"Rich, good-looking, sound, beloved, eloquent, young. Look at me with the eyes of your mind, and the eyes of your body. Poor, ill-favoured, marred and maimed, loathed, ungifted in speech, middle-aged. Do not stop me. I have no chance if I allow you, a gentleman of your eloquence, to speak against me. Think of it all, and then work out a little calculation for me, and tell me the result. Will you do so candidly, fairly, honestly?"

"Yes, indeed, I will."

"Very well. You who are gifted as I have said, come to me who am afflicted as I have said, and ask me to do you a favour, ask me to sell you a favour. Suppose the favour you ask me to do you cost me ten, at how much do you estimate its value to you?"

"A hundred. Anything you like."

"I am not thinking of money."

"Nor am I. Anything ten-fold returned to you I will freely give."

"Wait a moment. Let me think a while."

Hanbury ceased to walk up and down, and stood in the window leaning against the old-fashioned folding shutters painted the old-fashioned dirty drab.

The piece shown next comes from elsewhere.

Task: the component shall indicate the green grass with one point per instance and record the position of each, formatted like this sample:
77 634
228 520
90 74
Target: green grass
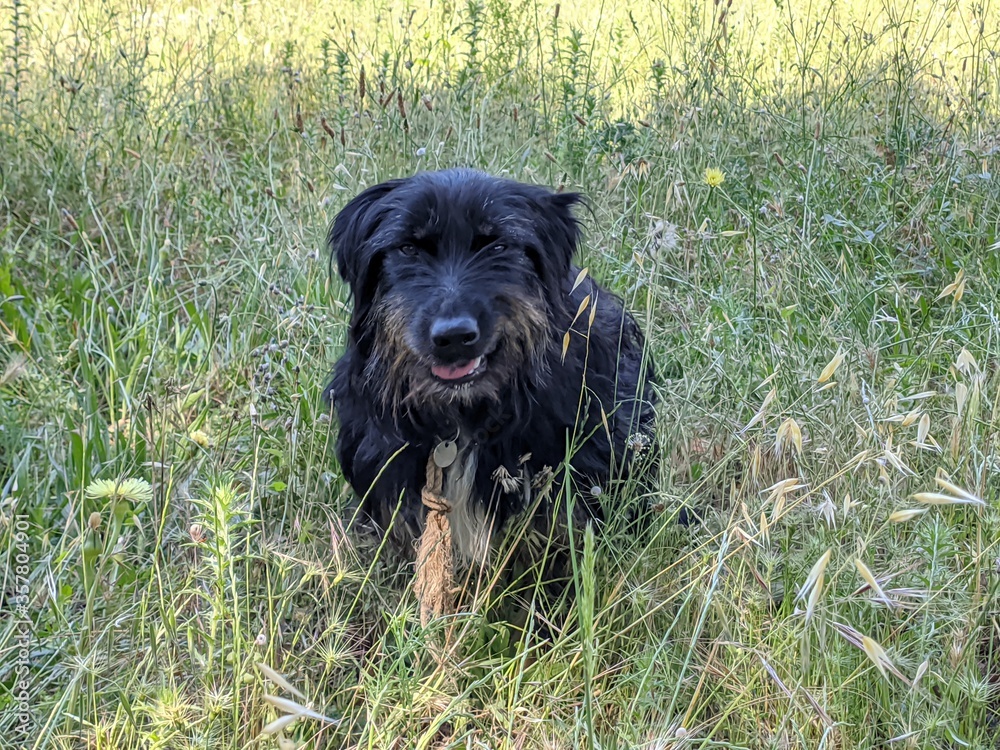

Leigh sat with his chin sunken deeply on his chest, and his eyes fixed on the floor. Then he spoke in a low tone, a tone half of reverie:

"Nature deals in wonders, and I am one of them. And I in turn deal in wonders, and there are many of them. If I chose I could show you the most wonderful clock in all the world, and I could show you the most wonderful gold in all the world, more wonderful a thousand times than mystery gold. But I will not show you these things now. I will show you a more wonderful thing still. Will you come with me a little way?"